Why Top ETFs Can Be Misleading

Recent analysis by CNBC identified ETFs with exceptional returns in 2025, significantly outpacing the S&P 500’s 16.4% gain. However, these gains are often driven by specialized, short-term strategies, not broad market trends.

According to Jeff Ptak of Morningstar Research Services, many of these top performers are “niche, hyper-volatile, gimmicky” and should play a minimal role in a prudent, long-term portfolio. Their high-frequency trading nature means they are designed for daily speculation, not buy-and-hold strategies.

The Risks of Hyper-Volatility

The funds that produce the highest returns are often those intended to be held for just one day, as Roxanna Islam of TMX VettaFi explained. Attempting to hold these volatile instruments for longer periods can expose investors to unnecessary risk.
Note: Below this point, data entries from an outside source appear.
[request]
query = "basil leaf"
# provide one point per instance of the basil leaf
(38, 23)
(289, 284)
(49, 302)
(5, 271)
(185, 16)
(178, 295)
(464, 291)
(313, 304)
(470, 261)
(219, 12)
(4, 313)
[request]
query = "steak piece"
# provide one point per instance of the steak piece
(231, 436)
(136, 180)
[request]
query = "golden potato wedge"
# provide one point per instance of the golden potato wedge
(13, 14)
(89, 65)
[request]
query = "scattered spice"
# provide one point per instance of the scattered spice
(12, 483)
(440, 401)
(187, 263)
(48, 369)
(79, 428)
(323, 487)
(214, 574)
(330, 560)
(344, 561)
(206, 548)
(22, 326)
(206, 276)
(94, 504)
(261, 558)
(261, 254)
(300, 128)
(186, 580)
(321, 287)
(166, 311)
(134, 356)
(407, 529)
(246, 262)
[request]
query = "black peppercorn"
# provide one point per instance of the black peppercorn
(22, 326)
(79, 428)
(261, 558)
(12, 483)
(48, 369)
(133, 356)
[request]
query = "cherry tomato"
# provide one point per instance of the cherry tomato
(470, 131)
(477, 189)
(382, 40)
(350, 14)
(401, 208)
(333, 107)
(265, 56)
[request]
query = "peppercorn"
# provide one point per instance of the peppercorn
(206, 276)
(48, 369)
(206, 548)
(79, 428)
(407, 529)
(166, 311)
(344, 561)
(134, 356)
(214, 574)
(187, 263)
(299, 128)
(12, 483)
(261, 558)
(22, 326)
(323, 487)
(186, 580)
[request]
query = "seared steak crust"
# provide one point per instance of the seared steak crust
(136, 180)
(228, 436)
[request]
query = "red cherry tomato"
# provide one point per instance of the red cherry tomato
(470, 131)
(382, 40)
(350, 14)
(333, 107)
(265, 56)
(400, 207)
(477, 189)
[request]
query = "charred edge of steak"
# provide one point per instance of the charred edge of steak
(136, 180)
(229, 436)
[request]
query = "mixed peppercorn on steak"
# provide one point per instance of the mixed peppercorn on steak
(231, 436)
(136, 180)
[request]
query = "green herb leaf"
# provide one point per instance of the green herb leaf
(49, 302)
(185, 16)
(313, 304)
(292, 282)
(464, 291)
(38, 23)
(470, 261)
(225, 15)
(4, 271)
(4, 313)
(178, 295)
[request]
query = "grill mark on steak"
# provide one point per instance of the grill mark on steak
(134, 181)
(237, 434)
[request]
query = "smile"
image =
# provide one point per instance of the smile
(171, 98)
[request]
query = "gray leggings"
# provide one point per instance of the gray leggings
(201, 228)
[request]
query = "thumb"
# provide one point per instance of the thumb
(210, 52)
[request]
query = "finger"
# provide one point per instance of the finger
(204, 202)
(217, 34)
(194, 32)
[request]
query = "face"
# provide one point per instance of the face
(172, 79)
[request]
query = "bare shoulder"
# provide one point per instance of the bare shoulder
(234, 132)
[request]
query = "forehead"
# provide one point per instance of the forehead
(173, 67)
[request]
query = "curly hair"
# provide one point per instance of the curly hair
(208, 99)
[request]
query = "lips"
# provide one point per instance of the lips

This means that while past performance may seem enticing, it’s unlikely to translate into sustained success for the average investor.

Where to Invest Instead

For most investors, broad-market ETFs like Vanguard Total Stock Market (VTI) or Schwab U.S. Dividend Equity (SCHD) offer a more stable and appropriate solution. Charles Schwab suggests that high-performing ETFs are best suited for active, daily traders seeking niche exposure and tax efficiency.

If you don’t fit that profile, mutual funds or index funds are generally the safer and more effective choice.

Investing in the best-performing ETFs does not guarantee future returns, and in many cases, it’s a strategy better left to short-term speculators.